It took leaving home for Caroline Hill to realize how much she wanted to stay.

Caroline Hill“I’d grown up with the Louisiana Tech community, which is a large part of my Ruston home,” said Hill, who transferred this summer after her freshman year at Baylor. “I realized I wanted to be a part of that Tech family, and with Tech having the best return of investment (of any other school in the state), I’m better prepared financially for my postgraduate education.”

A sophomore pre-med biology major, Hill wants to specialize in endocrinology and has “always had a love for science,” she said. “Tech’s biology curriculum best prepares me for medical school.”

A personal discovery has a lot to do with Hill’s professional focus; on July 11, 2011 she was diagnosed with Type 1 diabetes.
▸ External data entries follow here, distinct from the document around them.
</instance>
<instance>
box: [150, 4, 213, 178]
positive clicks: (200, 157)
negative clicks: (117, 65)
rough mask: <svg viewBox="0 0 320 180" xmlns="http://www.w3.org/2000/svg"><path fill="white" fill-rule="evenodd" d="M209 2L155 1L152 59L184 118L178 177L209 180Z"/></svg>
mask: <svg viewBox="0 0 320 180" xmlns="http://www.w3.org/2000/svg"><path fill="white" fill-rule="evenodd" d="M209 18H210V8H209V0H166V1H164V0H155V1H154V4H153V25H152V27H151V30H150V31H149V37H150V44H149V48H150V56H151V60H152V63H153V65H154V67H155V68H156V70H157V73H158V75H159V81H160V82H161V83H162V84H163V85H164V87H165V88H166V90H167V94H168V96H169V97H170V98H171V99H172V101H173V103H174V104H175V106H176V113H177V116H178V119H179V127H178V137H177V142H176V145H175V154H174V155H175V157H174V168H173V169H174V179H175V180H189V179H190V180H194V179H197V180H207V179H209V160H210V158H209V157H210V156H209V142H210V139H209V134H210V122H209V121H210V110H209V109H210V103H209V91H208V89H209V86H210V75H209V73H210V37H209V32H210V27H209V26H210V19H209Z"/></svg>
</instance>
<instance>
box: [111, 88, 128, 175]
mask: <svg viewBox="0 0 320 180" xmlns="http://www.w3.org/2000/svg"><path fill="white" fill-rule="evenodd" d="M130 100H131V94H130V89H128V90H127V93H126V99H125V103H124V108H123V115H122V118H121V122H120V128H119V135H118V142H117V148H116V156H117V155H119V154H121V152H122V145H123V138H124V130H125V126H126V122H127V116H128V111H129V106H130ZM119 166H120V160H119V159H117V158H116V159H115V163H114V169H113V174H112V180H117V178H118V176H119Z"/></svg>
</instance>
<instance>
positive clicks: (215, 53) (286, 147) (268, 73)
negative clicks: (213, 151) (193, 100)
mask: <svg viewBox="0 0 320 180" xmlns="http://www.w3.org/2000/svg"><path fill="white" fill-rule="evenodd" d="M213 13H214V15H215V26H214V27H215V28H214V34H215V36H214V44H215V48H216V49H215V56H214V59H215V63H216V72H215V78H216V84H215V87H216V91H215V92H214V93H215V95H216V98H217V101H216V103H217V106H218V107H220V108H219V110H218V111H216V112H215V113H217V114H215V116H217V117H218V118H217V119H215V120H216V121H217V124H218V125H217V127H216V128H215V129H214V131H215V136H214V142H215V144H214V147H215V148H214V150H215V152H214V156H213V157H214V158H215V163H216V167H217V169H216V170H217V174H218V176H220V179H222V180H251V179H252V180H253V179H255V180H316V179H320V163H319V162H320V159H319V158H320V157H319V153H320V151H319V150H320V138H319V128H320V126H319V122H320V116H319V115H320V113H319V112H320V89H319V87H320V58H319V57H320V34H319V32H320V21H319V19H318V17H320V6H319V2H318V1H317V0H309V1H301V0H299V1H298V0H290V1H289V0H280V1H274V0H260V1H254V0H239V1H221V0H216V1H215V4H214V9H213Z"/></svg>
Hill’s goal is to help others with the same condition, both as a doctor and as a patient.

“Don’t allow diabetes to define you or limit you in any aspect of life,” she said. “Diabetes technology is here to make your life safer and easier. It’s a day-by-day disease, but with a little extra planning and conscious effort, you can thrive.”

Hill has helped re-charter the once-dormant College Diabetes Network (CDN) at Louisiana Tech, the only university chapter in the state. CDN aims to educate, support, and serve those struggling with diabetes. Since diabetes affects one in three people (prediabetes included), another major focus of the club is awareness and education throughout the community through various events such as health fairs. CDN is open to anyone interested.

Hill is the club’s new president.

Recently, she was able to attend the American Association of Diabetes Educators National Conference where she was selected to be a panelist for Insulet Corporation. Headquartered in Massachusetts, Insulet is a medical device company whose mission is to make the lives of people with diabetes easier through the use of its product platform, Omnipod.

Hill joined the panel alongside many elites in the diabetes field — educators, researchers, doctors, and even an advocacy legalist. Representing a young adult patient, Hill spoke from a patient’s perspective on everything from expectations, education, social aspects, activity, and her own personal management methods.

At the conference, she had only one goal.

“I wanted to share about my diabetes management and experiences with the different diabetes technologies — such as insulin pumps and continuous glucose monitors — since I have worn almost every piece of technology on the market,” she said. “My viewpoint from a young adult with diabetes proved to be very valuable; I received lots of feedback and questions from the providers and educators.”

Since diabetes is a “lifestyle disease,” Hill believes the key factor in managing it is understanding it. Because technology plays a major role in diabetes management, Hill believes education becomes vital.

“Technology is so advanced; it’s lifesaving and allows people with diabetes to live safer and more normal lives,” she said. “However, there can be a stigma behind the disease and technology, so education is key to overcoming that hurdle.”